Sweet & Sour Sauce 2

Continuing with the sweet & sour mini-series I seem to have going today, this is the first of two sweet and sour sauces. This is the one from Chinese Food Made Easy that goes with the original Sweet & Sour Pork recipe. It’s different from the traditional, but really light and refreshing, and goes very well with the slightly spicy crunchy coated pork. Do try this, but if you prefer the usual, orange coloured, tangy, sugary style sauce, then try this too.

I used to find it difficult to find Shaoxing rice wine, not having a good chinese supermarket nearby, but have discovered Waitrose sell one as part of their ‘Cook’s Ingredients’ range, but dry pale sherry is a perfectly fine substitute.

Recipe from Ching-He Huang’s Chinese Food Made Easy

A Bit of a Different Sweet & Sour Sauce (serves 2)

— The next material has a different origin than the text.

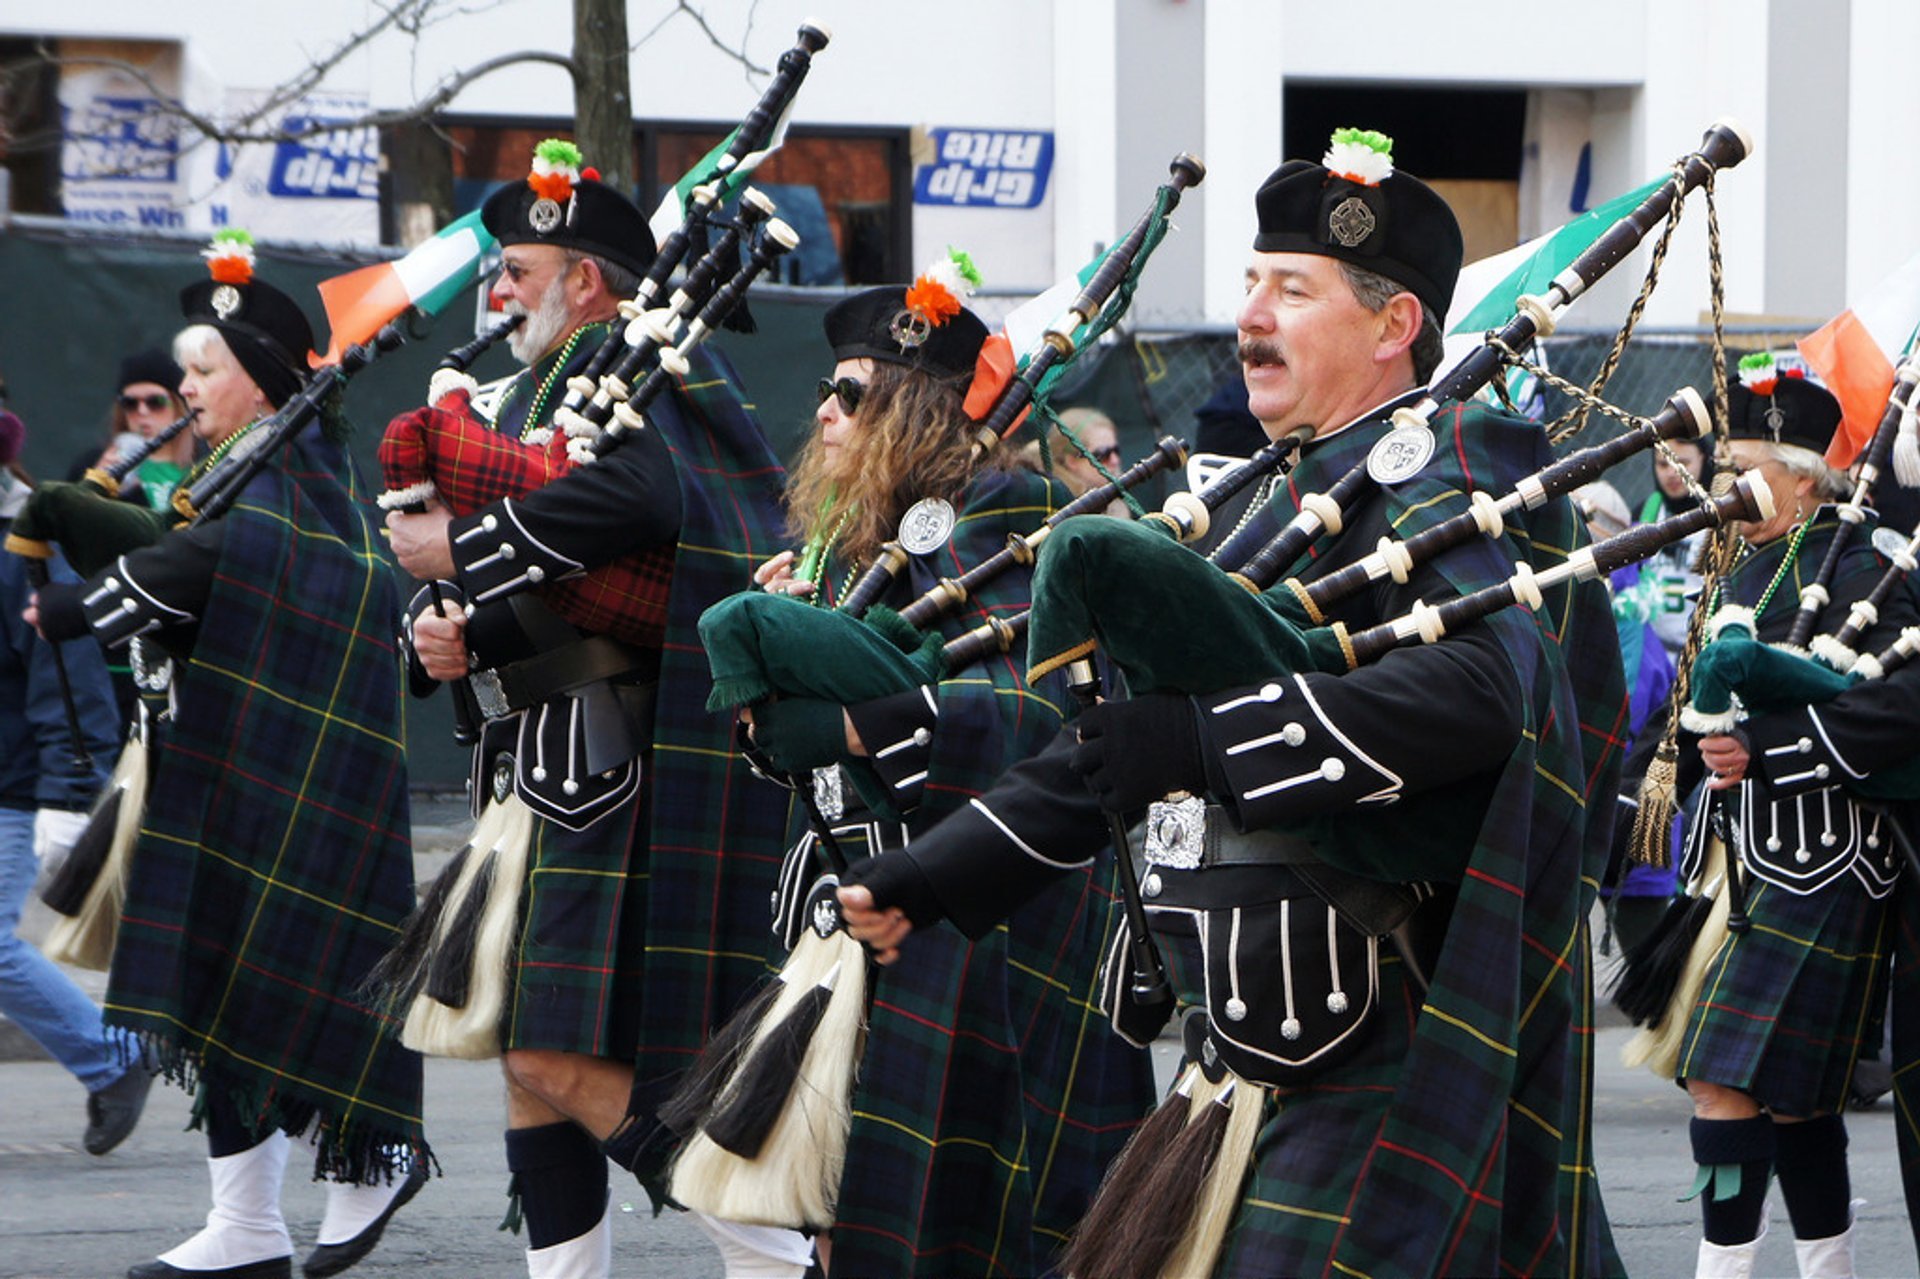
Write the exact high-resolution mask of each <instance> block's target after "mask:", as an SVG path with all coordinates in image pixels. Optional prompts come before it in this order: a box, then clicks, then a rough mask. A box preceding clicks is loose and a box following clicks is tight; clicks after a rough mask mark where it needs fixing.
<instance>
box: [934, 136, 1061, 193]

  • 125g tinned pineapple (in natural juice, not syrup)
  • 125ml pineapple juice (from the tin is fine!)
  • 3 tablespoons lime juice (freshly squeezed is best, but I have used the bottled stuff)
  • 1 tablespoon light soy sauce
  • 1 tablespoon Shaoxing rice wine (or dry sherry)
  • a pinch of ground white pepper

Put the pineapple, pineapple juice and lime juice into a blender, a blitz, but not too much, until you have a smooth-ish sauce – I like mine a little ‘pulpy’.

Transfer to a saucepan, bring to the boil and then simmer for 2 minutes or so, until the sauce reduces and thickens a little. Season to taste with the soy sauce, rice wine and pepper. Simmer for a further minute and then serve with crunchy coated pork, chicken or turkey, over egg fried rice.